Hans attended Lüneburg's Knight academy from 1786 to 1790 and studied at the University of Göttingen in Göttingen between 1790 and 1794. Here he became acquainted with the teachings of English economist Adam Smith, which would have a significant influence on his career

==Biography==
===Early career===
After completing his studies in Göttingen, Bülow joined the Prussian service in 1794 with Hardenberg and in 1801 he became a counselor (Kriegs and Domänenrat) in the General Directorate in Berlin for the Magdeburg and Halberstadt department. Bülow was appointed president of the War and Domain Chamber of the Duchy of Magdeburg in 1805. One year later, in 1806, he was appointed head of armaments for the Prussian army. Magdeburg surrendered to France during the Napoleonic Wars in 1806 and in the 1807 Treaty of Tilsit, the city was annexed to the French-controlled Kingdom of Westphalia. After Magdeburg was incorporated into the Kingdom of Westphalia, he returned to his position as president of the War and Domain Chamber, but this time for Westphalia.

===Finance Minister of Westphalia===
Between 1808 and 1813, Bülow was the Finance Minister of the Kingdom of Westphalia. Through elaborate methods of keeping Westphalian finances in order, he became very successful and gained a great deal of respect in both Germany and abroad.
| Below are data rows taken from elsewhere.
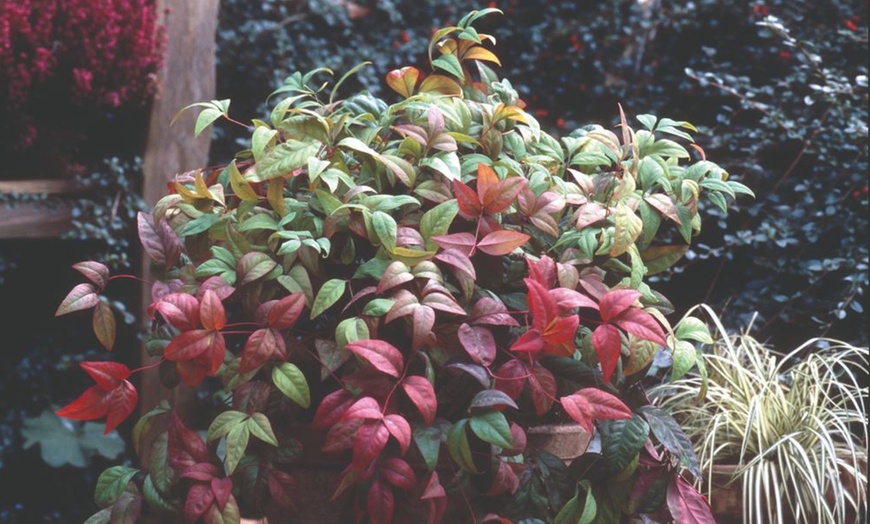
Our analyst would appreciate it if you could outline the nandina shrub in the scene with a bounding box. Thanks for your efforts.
[0,0,164,176]
[57,9,750,522]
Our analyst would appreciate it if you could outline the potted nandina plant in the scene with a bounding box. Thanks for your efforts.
[58,9,748,523]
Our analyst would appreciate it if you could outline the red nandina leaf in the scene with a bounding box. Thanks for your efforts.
[167,411,209,471]
[453,180,482,216]
[529,365,556,417]
[477,229,531,256]
[380,457,417,491]
[313,389,356,429]
[613,308,667,346]
[592,324,622,382]
[525,278,559,333]
[402,375,438,426]
[457,323,496,366]
[495,359,530,400]
[471,297,520,327]
[184,484,214,522]
[266,469,299,512]
[341,397,384,420]
[477,162,498,206]
[543,315,580,357]
[574,388,631,420]
[383,414,411,455]
[559,393,594,435]
[239,328,283,374]
[199,289,227,331]
[478,176,526,214]
[266,293,305,331]
[435,249,477,279]
[352,420,390,469]
[55,386,109,420]
[54,284,100,317]
[598,289,641,323]
[347,340,404,378]
[366,480,396,524]
[163,329,217,362]
[667,475,716,524]
[154,293,199,331]
[73,260,109,289]
[411,305,435,349]
[378,260,414,294]
[432,233,477,256]
[210,477,233,511]
[92,301,116,351]
[486,460,520,495]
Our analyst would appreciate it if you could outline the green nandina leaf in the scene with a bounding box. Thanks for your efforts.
[598,413,649,475]
[469,410,513,448]
[226,424,251,475]
[247,414,280,448]
[272,362,311,408]
[311,278,347,320]
[206,410,248,442]
[94,466,139,508]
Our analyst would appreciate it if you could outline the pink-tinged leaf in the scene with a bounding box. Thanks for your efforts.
[380,457,417,491]
[435,249,477,279]
[136,211,181,269]
[457,323,496,366]
[598,289,641,323]
[347,340,405,378]
[432,233,477,257]
[366,480,396,524]
[550,287,598,311]
[477,229,531,257]
[54,284,100,317]
[510,329,544,353]
[154,293,199,331]
[667,475,716,524]
[486,460,520,495]
[482,176,526,214]
[163,329,216,362]
[351,420,390,469]
[471,297,520,327]
[341,397,384,420]
[453,180,483,220]
[613,308,667,346]
[73,260,109,289]
[184,484,214,522]
[495,359,531,400]
[383,414,411,455]
[239,328,284,374]
[320,418,365,452]
[103,380,139,434]
[411,305,435,349]
[209,477,233,511]
[592,324,622,382]
[402,375,438,426]
[559,393,595,435]
[529,365,556,417]
[423,293,465,315]
[378,260,414,294]
[528,255,556,289]
[313,389,356,429]
[384,289,420,322]
[199,290,227,331]
[525,278,559,333]
[574,388,631,420]
[266,293,305,331]
[79,362,130,390]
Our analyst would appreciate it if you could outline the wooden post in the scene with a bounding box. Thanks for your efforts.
[139,0,219,452]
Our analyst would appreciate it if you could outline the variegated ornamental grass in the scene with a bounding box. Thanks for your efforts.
[653,307,868,523]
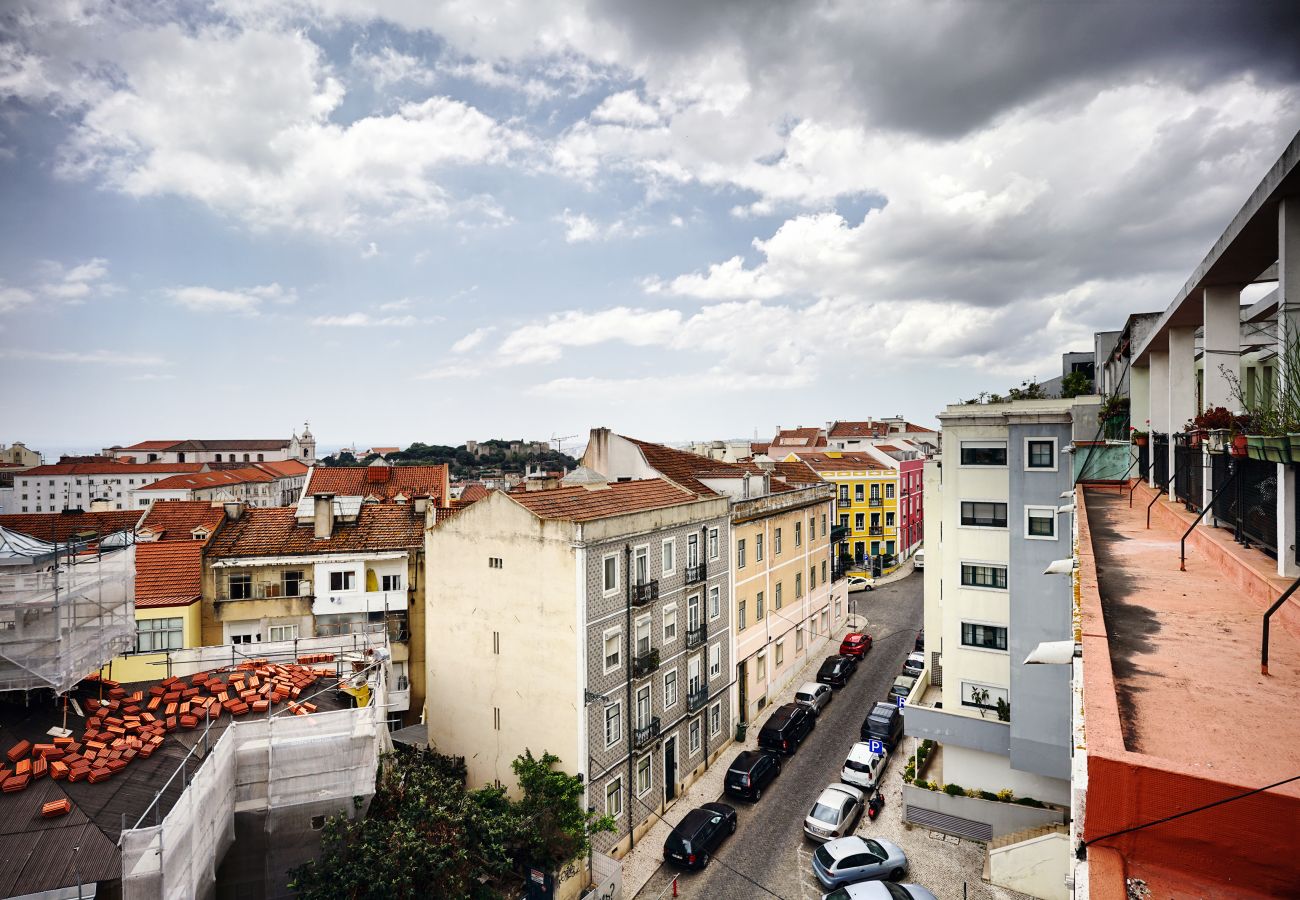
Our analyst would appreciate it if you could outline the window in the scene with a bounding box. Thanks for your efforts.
[605,700,623,749]
[1024,437,1056,472]
[637,754,653,797]
[962,441,1006,466]
[605,776,623,818]
[135,618,185,653]
[962,682,1008,710]
[1024,506,1056,541]
[605,628,623,674]
[962,563,1006,590]
[268,624,298,641]
[230,574,252,600]
[962,499,1006,528]
[605,555,619,594]
[962,622,1006,650]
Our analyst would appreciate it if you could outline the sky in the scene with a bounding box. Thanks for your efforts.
[0,0,1300,449]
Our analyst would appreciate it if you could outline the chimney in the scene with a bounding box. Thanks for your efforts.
[312,494,334,541]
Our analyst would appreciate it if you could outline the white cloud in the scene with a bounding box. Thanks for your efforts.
[451,325,497,354]
[166,282,298,316]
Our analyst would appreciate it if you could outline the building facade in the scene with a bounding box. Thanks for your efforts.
[426,468,732,854]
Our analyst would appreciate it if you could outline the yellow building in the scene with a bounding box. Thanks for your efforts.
[785,450,904,571]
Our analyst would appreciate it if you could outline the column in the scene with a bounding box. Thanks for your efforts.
[1278,196,1300,577]
[1169,325,1196,499]
[1147,350,1174,488]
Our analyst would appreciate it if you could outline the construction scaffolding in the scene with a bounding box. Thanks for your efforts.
[0,528,135,693]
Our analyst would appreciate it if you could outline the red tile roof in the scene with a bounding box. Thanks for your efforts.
[209,503,424,558]
[140,499,226,542]
[135,541,204,609]
[306,466,450,506]
[22,459,203,477]
[0,510,143,541]
[138,466,276,490]
[506,479,697,522]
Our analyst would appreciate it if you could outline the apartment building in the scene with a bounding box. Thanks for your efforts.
[425,467,732,856]
[582,428,846,722]
[905,397,1081,815]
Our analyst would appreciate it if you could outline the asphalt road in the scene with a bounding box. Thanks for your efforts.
[637,574,922,900]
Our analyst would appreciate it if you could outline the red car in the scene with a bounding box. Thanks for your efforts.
[840,631,871,659]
His methods and successes were very unpopular with influential Germans and the ruling French.

===Finance Minister of Prussia===
In 1813, through contacts of Hardenberg, Bülow accepted the same Finance Minister position in Prussia, taking office that year. He wanted taxation reforms, for inland commerce as free trade. The national debt in 1818 was high, however, and it was not possible to reduce taxes. To tackle the debt, he increased in indirect taxes, and ended up hitting the lower class. This created tension between him and his opponents, led by Wilhelm von Humboldt. Ultimately, his opponents, including the notable statistician Johann Gottfried Hoffmann, rejected Bülow's taxes on food and goods in favor of a direct personal tax that increased based on class. By the end of 1817, Bülow resigned in protest over the dropping of his proposals. He was replaced as finance minister by Wilhelm Anton von Klewitz.
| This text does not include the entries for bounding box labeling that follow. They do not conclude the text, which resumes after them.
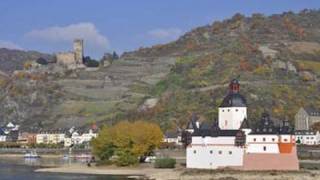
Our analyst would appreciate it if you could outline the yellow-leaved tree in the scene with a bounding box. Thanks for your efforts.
[92,121,163,166]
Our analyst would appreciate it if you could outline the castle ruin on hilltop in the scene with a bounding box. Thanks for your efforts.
[56,39,85,69]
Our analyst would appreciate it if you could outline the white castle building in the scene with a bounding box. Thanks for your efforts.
[187,80,299,170]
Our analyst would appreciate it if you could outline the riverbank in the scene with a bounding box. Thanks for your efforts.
[36,165,320,180]
[0,153,63,158]
[35,164,182,180]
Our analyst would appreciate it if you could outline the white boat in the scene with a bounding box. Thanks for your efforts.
[24,151,40,158]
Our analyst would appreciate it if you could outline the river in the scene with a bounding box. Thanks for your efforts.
[0,157,128,180]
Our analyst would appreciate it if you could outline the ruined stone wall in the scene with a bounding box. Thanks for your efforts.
[56,52,76,66]
[73,39,83,64]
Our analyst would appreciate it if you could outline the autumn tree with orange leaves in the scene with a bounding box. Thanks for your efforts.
[92,121,163,166]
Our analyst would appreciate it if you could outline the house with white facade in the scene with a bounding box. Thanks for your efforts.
[295,130,320,146]
[36,131,65,144]
[163,131,182,146]
[64,128,98,147]
[187,79,299,170]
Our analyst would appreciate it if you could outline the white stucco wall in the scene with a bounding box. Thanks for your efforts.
[246,135,280,153]
[219,107,247,129]
[187,145,244,169]
[192,136,235,145]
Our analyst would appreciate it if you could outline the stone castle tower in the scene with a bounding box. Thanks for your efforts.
[73,39,83,64]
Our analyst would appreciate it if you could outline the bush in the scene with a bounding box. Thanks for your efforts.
[154,158,176,168]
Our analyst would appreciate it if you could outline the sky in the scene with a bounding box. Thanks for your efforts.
[0,0,320,58]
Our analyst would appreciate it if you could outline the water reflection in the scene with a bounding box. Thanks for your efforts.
[0,156,128,180]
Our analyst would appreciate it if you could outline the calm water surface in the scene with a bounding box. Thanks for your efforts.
[0,157,128,180]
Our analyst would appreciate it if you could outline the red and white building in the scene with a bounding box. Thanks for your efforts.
[187,80,299,170]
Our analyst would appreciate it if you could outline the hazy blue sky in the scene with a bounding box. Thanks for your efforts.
[0,0,320,57]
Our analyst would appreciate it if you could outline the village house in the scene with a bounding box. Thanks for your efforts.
[186,79,299,170]
[17,132,37,145]
[36,131,65,144]
[163,131,182,146]
[295,130,320,145]
[64,127,98,147]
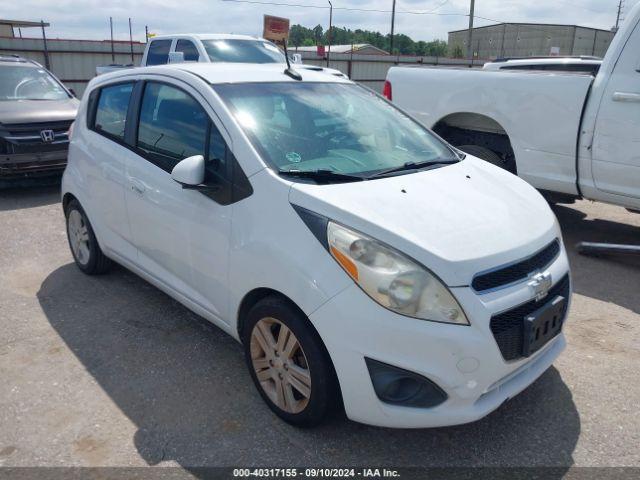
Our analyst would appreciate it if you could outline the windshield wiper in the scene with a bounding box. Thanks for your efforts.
[278,169,366,182]
[367,160,459,178]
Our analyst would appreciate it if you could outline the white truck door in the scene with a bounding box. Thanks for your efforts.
[592,19,640,198]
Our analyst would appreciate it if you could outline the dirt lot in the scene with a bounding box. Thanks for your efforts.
[0,187,640,467]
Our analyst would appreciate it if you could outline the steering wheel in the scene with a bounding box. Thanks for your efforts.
[13,78,38,98]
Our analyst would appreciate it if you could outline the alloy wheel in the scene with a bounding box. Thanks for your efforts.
[250,317,311,414]
[67,210,90,265]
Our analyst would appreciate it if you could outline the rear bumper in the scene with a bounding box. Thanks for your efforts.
[0,148,68,180]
===Commerce Minister of Prussia===
After leaving the Finance Minister post, Bülow was given the newly created position of Minister of Commerce. He became a pioneer in the field of trade and commerce as he led the customs department. With the Customs Act of 1818, Bülow led the way to eliminate tariffs within Prussia and impose tariffs on commerce entering the country. Despite neighboring countries voicing their opposition and their attempts to have Prussia remove the new policies, they all failed to sway Prussia and eventually this led to the economic supremacy of Prussia. The Customs Act of 1818 led the way for later policies that allowed Prussia to grow economically and financially. To avoid the high tariffs placed on goods, they joined the Prussian state. The addition of territory to the Prussian state made the elimination of customs barriers a powerful factor in Prussian politics. Eventually, these policies helped create a unified Germany.
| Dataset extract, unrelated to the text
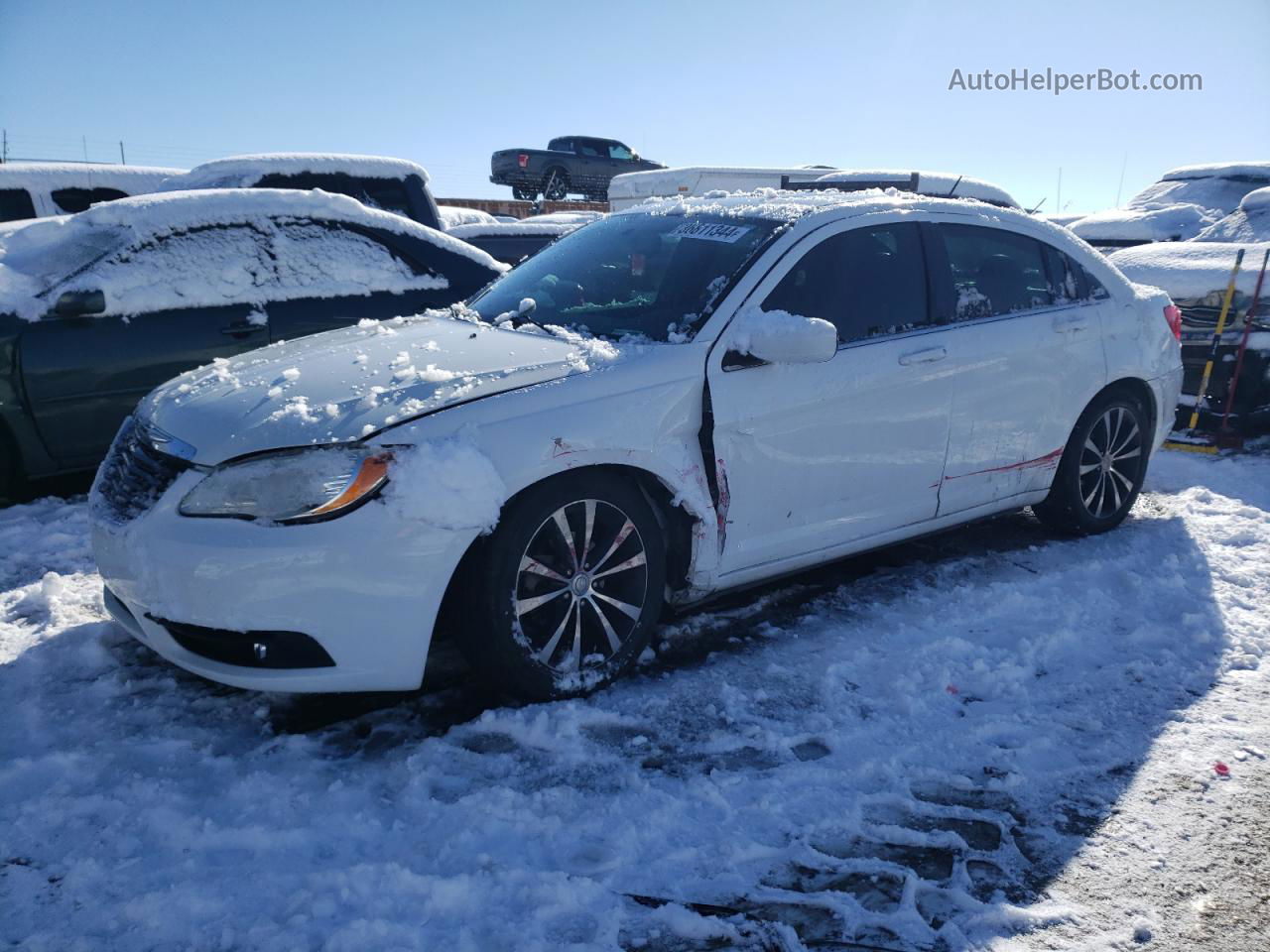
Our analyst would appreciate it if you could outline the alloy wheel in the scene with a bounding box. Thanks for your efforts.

In 1825, the Commerce Department was dissolved.

===Senior President of Silesia===
In early 1825, he became the Oberpräsident (senior president) of the Prussian province of Silesia. He held the position until 10 July when Friedrich Theodor von Merckel replaced him.

==Death and views==
Hans Graf von Bülow died on 11 August 1825 in Bad Landeck, Silesia, which is located in present date Poland. Bülow was known to take a conservative stance on constitutional policy. He supported the Carlsbad decrees and opposed a representative constitution. On the economy, he had combined his conservative stance with more liberal views, pushing for low tariffs and free trade. Many of Bulow's projects and ideas were actualized years after his death.